I don’t really know where to start the investigation / what could be the issue based on the logs …

Any idea ?

Regards

Hello @DeWaRs1206 ,

What is the exact frequency your netdata restarts?
I observed the following message:

SIGNAL: Received SIGTERM. Cleaning up to exit...

Do you have a cron job that sends SIGTERM for it?

Best regards!

Hello @Thiago_Marques_0

Thanks for your answer. I don’t have any cronjob that would restart netdata, and the frequency is kind of random.

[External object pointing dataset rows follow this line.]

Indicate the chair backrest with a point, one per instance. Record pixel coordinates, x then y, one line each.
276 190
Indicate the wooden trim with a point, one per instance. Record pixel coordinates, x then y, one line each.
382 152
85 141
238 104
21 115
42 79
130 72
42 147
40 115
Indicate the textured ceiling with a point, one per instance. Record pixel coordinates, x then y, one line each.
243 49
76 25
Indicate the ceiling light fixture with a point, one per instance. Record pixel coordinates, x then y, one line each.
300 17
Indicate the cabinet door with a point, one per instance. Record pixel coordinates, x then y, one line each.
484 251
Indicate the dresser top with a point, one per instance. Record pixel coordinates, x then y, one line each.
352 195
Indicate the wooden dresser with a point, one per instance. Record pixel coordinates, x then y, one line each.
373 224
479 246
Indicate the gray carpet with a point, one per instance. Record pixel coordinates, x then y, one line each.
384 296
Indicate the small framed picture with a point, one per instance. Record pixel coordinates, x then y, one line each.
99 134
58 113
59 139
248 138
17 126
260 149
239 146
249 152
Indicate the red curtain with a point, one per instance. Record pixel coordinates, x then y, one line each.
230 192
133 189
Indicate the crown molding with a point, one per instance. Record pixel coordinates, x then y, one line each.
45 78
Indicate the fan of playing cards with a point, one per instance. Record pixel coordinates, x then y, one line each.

Multiple times a day it restart.

Looking at the journalctl logs, I found:

Jan 12 17:31:47 ns3117200 systemd[1]: Stopping A high performance web server and a reverse proxy server...
Jan 12 17:31:47 ns3117200 systemd[1]: nginx.service: Deactivated successfully.
Jan 12 17:31:47 ns3117200 systemd[1]: Stopped A high performance web server and a reverse proxy server.
Jan 12 17:31:47 ns3117200 systemd[1]: Starting A high performance web server and a reverse proxy server...
Jan 12 17:31:47 ns3117200 systemd[1]: Started A high performance web server and a reverse proxy server.
Jan 12 17:31:47 ns3117200 systemd[1]: Stopping Real time performance monitoring...
Jan 12 17:31:47 ns3117200 named[1035]: address not available resolving 'us-east1-netdata-analytics-bi.cloudfunctions.net/A/IN': 2001:4860:4802:38::a#53
Jan 12 17:31:47 ns3117200 named[1035]: address not available resolving 'us-east1-netdata-analytics-bi.cloudfunctions.net/AAAA/IN': 2001:4860:4802:38::a#53
Jan 12 17:31:47 ns3117200 named[1035]: address not available resolving 'us-east1-netdata-analytics-bi.cloudfunctions.net/A/IN': 2001:4860:4802:32::a#53
Jan 12 17:31:47 ns3117200 named[1035]: address not available resolving 'us-east1-netdata-analytics-bi.cloudfunctions.net/AAAA/IN': 2001:4860:4802:32::a#53
Jan 12 17:31:47 ns3117200 named[1035]: address not available resolving 'us-east1-netdata-analytics-bi.cloudfunctions.net/A/IN': 2001:4860:4802:34::a#53
Jan 12 17:31:47 ns3117200 named[1035]: address not available resolving 'us-east1-netdata-analytics-bi.cloudfunctions.net/AAAA/IN': 2001:4860:4802:34::a#53
Jan 12 17:31:47 ns3117200 named[1035]: address not available resolving 'us-east1-netdata-analytics-bi.cloudfunctions.net/A/IN': 2001:4860:4802:36::a#53
Jan 12 17:31:47 ns3117200 named[1035]: address not available resolving 'us-east1-netdata-analytics-bi.cloudfunctions.net/AAAA/IN': 2001:4860:4802:36::a#53
Jan 12 17:31:51 ns3117200 kernel: netdata[2132668]: segfault at 7f428c483910 ip 00007f42b7504bdd sp 00007ffe7603ff70 error 4 in libc.so.6[7f42b749a000+195000]
Jan 12 17:31:51 ns3117200 kernel: Code: 08 5b 5d c3 66 0f 1f 84 00 00 00 00 00 f3 0f 1e fa 55 48 81 ec a0 00 00 00 64 48 8b 04 25 28 00 00 00 48 89 84 24 98 00 00 00 <8b> 8>
Jan 12 17:31:51 ns3117200 systemd[1]: netdata.service: Main process exited, code=killed, status=11/SEGV
Jan 12 17:31:51 ns3117200 systemd[1]: netdata.service: Failed with result 'signal'.
Jan 12 17:31:51 ns3117200 systemd[1]: Stopped Real time performance monitoring.
Jan 12 17:31:51 ns3117200 systemd[1]: netdata.service: Consumed 2h 43min 37.957s CPU time.
Jan 12 17:31:51 ns3117200 systemd[1]: Started Real time performance monitoring.

Looks like netdata is generating a segfault during restart, but this is not the issue I guess.
Weird that NGINX is restarting as well …

Well … I feel stupid …

The server is running (for an unknown reason) chef-client on a regular basis …
Configuration changes (new nodes detected so stream.conf is updated automatically and service is restarted …)

This is totally on my side, sorry for this stupid post …

Have a great week-end

Hello @DeWaRs1206 ,

Firstly, I never considered a “stupid post”.
I was investigating your last answer, and I am glad that you could fix it.
Please, whenever you have any doubt, let us know, because we are here to help you and improve netdata.

Best regards,

Thiago

I am facing a similar issue. My netdata service is randomly restarting but no error logs are generated. As a result, I am getting unreachable alerts even if the server is online.
Can someone help with this? I am not sure what to do at this point.